Este tempo e algumas centenas de juris realizados me fizeram concluir que sim. 

Tais decisões estariam dentro do que chamo de "espaço de soberania", espaço este impenetrável por outros órgãos do Poder Judiciário por absoluta definição e determinação constitucional, que previu a soberania dos veredictos populares.

Mas quais decisões do júri seriam estas?

Antes de responder a esta indagação, releva registrar que não estamos nos referindo àqueles casos em que as decisões do tribunal do júri estejam amparadas por uma das versões probatórias extraíveis dos autos do processo, casos estes em que a jurisprudência se consolidou no sentido de que a opção dos jurados por alguma destas versões não caracteriza decisão manifestamente contrária à prova dos autos.

Neste aspecto, vejamos trecho de decisão da lavra do eminente ministro Gilmar Mendes, de 31/8/2018, proferida no julgamento do RE 982.162/SP, interposto pela Defensoria Pública de São Paulo, in verbis:

Inicialmente, tenho que, realmente, o acórdão relativizou a soberania dos veredictos.

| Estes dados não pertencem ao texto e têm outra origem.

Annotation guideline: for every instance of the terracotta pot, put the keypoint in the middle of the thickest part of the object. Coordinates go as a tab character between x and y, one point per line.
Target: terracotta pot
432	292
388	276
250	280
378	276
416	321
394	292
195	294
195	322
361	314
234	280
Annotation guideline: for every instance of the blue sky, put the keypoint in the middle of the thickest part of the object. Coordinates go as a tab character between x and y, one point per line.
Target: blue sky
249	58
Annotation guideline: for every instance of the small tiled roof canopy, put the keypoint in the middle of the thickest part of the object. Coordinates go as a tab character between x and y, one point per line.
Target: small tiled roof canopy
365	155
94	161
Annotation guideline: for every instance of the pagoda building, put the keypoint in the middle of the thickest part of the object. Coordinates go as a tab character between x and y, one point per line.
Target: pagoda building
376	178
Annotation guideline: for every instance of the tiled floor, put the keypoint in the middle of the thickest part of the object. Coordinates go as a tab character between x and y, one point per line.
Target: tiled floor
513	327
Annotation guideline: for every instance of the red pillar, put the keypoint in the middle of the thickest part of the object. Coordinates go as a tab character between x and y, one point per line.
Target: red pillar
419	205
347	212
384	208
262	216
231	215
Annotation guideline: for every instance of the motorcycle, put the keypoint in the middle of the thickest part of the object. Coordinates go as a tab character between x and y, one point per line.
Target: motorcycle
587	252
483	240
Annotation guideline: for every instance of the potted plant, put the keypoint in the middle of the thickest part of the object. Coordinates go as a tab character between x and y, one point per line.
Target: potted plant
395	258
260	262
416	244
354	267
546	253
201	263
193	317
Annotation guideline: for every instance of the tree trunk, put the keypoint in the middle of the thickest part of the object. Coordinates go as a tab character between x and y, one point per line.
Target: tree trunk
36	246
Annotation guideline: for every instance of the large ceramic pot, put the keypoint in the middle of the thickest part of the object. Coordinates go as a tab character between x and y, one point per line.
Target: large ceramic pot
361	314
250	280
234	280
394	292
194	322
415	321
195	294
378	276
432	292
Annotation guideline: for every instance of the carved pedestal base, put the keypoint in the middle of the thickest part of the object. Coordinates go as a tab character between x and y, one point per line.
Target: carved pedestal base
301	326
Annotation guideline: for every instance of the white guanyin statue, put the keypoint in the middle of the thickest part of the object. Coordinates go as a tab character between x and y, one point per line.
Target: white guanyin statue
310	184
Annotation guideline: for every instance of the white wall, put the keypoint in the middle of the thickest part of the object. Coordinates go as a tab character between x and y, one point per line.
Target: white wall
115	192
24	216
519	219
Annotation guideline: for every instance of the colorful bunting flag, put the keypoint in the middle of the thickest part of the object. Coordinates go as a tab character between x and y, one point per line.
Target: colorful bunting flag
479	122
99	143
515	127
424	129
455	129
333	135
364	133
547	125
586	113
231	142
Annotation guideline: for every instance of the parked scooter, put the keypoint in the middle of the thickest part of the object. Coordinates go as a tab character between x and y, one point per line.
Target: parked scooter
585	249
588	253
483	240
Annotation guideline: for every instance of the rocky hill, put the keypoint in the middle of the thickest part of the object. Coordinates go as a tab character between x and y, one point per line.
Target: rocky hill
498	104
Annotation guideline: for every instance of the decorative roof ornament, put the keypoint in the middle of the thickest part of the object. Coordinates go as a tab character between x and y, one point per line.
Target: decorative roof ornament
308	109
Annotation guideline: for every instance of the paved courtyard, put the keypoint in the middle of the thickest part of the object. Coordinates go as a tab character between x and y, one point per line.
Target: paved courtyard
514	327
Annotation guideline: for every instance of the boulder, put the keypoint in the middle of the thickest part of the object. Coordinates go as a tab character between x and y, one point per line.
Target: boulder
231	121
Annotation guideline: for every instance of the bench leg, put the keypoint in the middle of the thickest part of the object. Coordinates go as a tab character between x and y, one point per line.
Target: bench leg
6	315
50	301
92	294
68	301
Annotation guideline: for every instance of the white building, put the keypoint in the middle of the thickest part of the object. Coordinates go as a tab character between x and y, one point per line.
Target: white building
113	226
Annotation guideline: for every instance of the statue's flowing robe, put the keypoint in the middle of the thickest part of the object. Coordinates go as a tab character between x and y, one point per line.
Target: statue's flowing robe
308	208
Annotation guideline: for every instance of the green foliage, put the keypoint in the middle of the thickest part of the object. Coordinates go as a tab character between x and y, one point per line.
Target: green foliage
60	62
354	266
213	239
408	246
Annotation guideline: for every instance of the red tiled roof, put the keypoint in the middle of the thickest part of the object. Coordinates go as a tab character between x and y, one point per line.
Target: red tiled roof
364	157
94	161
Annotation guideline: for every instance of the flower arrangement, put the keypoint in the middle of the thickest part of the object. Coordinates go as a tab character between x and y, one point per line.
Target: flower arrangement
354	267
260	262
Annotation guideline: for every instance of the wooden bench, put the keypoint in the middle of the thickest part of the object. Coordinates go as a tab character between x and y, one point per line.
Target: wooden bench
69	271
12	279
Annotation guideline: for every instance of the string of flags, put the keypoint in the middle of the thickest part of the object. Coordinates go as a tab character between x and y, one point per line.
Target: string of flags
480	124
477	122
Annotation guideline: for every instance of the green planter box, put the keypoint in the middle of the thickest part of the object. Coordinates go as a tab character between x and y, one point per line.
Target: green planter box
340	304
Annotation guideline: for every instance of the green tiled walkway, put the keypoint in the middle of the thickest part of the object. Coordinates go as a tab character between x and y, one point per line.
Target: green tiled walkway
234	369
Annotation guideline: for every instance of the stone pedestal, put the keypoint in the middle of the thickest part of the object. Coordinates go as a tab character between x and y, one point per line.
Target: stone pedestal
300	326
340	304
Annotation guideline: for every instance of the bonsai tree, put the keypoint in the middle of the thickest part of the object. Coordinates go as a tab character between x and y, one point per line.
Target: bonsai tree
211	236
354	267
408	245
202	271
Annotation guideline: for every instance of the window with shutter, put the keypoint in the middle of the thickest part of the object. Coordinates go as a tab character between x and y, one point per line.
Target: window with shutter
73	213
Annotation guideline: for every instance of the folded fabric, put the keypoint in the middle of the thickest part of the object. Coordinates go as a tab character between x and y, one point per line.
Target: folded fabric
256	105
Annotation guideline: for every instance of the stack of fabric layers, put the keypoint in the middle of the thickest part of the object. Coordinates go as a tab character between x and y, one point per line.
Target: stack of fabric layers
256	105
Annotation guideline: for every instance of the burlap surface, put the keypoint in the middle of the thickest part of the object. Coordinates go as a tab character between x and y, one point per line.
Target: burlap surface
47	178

É que o recorrente, submetido a julgamento pelo Tribunal do Júri, alegou legítima defesa e, ao “SIM”, pela absolvição, os jurados resolveram acatar a tese defensiva, com base na prova dos autos.

O Tribunal de origem, ao apreciar a apelação, registrou que a decisão dos jurados foi manifestamente contrária à prova dos autos, razão por que deve o recorrente ser submetido a novo julgamento. Destaco trecho do acórdão:

“A testemunha Noélia, ouvida as fls 616/617, sustentou que viu o réu com uma faca; todavia, na hora dos fatos estava trabalhando, nada tendo visto. Já a testemunha de defesa Moacyr, amigo de infância de Álvaro, afirmou, a fls. 618/619, que José Ademilson, a vítima, estava armado, chegando a atirar. Depois, ouviu disparos e soube que a vítima fora atingida. “Por outro lado, do relato do policial militar ouvido a assertiva de que arma de fogo alguma se viu apreendida em poder do ofendido. Desta forma, tem-se que as versões ofertadas se mostraram francamente antagônicas, a roborar o posicionamento ministerial de que a decisão proferida – aliás calcada em contraditórios testemunhos defensivos – restou dissociada do contexto fático-probatório dos autos.”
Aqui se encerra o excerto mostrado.